Looking at the LGPD vs. GDPR vs. CCPA, all three are similar in the way that they apply to companies doing business within their respective jurisdictions. However, the key difference is that the CCPA’s regulations have specific thresholds companies must meet before its regulations apply. The CCPA applies to any business with either an annual revenue over $25 million, processing personal data of 50,000 or more people, households, or devices, or make at least 50% of their profit by selling the information of California residents; otherwise, any for-profit companies doing business in the state and processing personal data of California residents must comply with the CCPA.
These acts also differ in how they define personal data. While the GDPR and LGPD focus on individual data, the CCPA extends its regulations to cover data that can be used to identify households (and devices in some parts of the Legislation). In addition, while both the GDPR and LGPD restrict how data can be processed and require explicit, unambiguous consent from the data subject, the CCPA does not outline any consent requirements to begin data processing; it only provides subjects’ rights similar to what the LGPD and GDPR provide (e.g. right to know the data collected and to whom it was sold, right to refuse sale of data, right to access data collected). In addition, the CCPA only allows residents to opt out of data collection if their data will be sold, although they may still request for their data that was already collected to be deleted.
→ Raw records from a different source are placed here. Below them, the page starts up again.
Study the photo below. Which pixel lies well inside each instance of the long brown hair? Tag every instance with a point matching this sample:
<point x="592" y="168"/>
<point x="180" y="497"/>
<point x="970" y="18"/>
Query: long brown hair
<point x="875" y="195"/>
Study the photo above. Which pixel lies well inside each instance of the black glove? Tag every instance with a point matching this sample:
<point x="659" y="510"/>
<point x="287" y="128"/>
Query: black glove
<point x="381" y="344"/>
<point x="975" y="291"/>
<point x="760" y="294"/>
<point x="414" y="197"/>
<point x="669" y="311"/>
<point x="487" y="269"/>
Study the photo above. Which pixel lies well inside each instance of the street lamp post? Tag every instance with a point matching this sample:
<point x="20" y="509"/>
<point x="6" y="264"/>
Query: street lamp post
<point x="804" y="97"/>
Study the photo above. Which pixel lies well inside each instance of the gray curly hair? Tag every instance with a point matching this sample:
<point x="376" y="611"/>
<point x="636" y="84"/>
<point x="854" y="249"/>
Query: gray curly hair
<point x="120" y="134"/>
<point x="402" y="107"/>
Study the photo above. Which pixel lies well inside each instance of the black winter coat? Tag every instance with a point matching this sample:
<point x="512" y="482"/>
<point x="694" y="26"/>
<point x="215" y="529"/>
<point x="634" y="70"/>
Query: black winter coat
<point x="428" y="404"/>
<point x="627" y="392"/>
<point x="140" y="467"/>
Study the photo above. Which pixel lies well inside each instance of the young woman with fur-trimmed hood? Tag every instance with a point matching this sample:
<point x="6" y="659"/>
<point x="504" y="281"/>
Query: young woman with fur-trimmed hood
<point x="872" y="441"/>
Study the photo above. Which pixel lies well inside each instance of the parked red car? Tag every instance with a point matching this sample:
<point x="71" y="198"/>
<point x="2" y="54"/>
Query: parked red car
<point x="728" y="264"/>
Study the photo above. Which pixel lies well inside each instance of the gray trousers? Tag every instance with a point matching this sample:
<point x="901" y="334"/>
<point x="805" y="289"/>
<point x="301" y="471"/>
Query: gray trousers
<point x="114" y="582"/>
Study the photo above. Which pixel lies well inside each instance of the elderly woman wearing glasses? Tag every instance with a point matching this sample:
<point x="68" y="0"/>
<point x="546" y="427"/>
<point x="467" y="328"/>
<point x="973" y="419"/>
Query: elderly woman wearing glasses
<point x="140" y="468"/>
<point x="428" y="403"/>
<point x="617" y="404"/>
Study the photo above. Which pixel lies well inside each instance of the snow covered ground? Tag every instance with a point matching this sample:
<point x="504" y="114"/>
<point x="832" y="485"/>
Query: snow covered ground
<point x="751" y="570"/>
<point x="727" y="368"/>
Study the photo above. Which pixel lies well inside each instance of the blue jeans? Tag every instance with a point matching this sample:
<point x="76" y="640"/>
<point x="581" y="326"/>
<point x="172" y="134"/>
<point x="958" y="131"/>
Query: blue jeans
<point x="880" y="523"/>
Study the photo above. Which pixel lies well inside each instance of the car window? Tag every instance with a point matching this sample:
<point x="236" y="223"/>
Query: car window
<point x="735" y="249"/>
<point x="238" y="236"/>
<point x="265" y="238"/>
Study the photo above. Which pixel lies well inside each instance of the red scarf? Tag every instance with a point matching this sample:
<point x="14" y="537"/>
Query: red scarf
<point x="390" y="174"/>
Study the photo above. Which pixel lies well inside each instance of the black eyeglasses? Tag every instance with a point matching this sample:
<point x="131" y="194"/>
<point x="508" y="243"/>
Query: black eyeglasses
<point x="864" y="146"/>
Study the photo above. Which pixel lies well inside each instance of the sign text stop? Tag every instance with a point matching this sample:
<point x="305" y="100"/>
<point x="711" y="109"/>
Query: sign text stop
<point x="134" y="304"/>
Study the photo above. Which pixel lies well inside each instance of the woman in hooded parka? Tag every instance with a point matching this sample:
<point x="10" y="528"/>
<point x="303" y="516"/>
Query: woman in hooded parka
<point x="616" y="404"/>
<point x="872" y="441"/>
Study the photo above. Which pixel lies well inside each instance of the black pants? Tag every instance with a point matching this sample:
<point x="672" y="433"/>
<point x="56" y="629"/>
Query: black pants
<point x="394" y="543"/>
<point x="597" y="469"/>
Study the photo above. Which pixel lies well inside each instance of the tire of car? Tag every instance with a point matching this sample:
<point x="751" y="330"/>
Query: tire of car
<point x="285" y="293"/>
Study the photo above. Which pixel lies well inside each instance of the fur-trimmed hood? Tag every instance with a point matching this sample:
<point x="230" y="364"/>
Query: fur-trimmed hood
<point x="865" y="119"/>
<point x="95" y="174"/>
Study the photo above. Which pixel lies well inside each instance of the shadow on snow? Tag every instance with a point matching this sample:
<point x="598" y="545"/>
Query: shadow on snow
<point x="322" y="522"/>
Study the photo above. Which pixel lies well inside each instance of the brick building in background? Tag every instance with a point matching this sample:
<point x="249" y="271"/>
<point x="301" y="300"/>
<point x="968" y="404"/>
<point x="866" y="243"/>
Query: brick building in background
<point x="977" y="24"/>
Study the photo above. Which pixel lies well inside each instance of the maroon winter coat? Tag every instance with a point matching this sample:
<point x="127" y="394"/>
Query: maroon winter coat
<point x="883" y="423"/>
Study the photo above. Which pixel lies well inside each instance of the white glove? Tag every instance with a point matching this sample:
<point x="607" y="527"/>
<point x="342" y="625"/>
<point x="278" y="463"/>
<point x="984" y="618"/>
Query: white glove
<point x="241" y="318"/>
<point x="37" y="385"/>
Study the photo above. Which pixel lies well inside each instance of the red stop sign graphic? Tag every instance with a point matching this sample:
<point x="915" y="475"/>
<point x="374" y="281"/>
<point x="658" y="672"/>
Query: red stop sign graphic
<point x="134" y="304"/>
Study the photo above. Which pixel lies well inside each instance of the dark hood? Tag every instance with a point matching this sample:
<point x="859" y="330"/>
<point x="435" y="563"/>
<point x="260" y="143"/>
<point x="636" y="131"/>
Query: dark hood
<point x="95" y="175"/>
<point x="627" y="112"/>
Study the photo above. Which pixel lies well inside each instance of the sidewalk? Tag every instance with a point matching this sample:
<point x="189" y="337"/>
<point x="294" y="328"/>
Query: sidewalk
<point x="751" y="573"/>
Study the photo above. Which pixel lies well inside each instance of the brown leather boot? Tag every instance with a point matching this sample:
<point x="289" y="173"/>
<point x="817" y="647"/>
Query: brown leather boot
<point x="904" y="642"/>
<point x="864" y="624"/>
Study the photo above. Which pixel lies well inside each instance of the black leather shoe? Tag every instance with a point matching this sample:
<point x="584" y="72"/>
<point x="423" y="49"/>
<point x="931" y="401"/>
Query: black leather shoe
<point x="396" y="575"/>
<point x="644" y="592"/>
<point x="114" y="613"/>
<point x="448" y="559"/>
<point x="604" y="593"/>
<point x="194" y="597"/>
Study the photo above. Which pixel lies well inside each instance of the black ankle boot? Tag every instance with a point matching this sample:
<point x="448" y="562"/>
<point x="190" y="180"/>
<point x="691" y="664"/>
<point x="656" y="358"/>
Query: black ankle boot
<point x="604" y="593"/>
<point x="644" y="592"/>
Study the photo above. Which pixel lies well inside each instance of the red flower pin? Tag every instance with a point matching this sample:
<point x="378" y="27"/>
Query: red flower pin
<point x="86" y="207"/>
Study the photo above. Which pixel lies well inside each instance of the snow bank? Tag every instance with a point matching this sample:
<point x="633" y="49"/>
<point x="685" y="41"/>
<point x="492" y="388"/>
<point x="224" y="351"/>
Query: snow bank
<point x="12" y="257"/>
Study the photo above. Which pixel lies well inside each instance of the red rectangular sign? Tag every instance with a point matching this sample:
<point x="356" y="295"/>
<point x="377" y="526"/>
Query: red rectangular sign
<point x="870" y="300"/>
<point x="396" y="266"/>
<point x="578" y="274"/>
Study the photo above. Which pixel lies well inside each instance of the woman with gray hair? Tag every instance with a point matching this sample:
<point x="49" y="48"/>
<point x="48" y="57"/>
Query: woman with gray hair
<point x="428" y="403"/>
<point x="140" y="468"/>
The CCPA levies fines of $2,500 for every violation and $7,500 for every intentional violation, but may choose not to fine businesses if they correct violations within 30 days of being notified. These fines are far less severe than the millions of dollars in fines that may be levied by the GDPR and LGPD.
General data protection policies are becoming more commonplace as governments adapt to the new ways companies can collect, access, and use consumer personal data. Although each regional/national legislation has its own nuances and intricacies, they all provide consumers with greater access to their personal data that companies have collected and protect their rights to delete and modify any data that has been collected. As consumers gain greater control over how their personal data is used, companies should adapt accordingly to act in compliance with applicable regulations and show consumers that they respect their rights as autonomous individuals.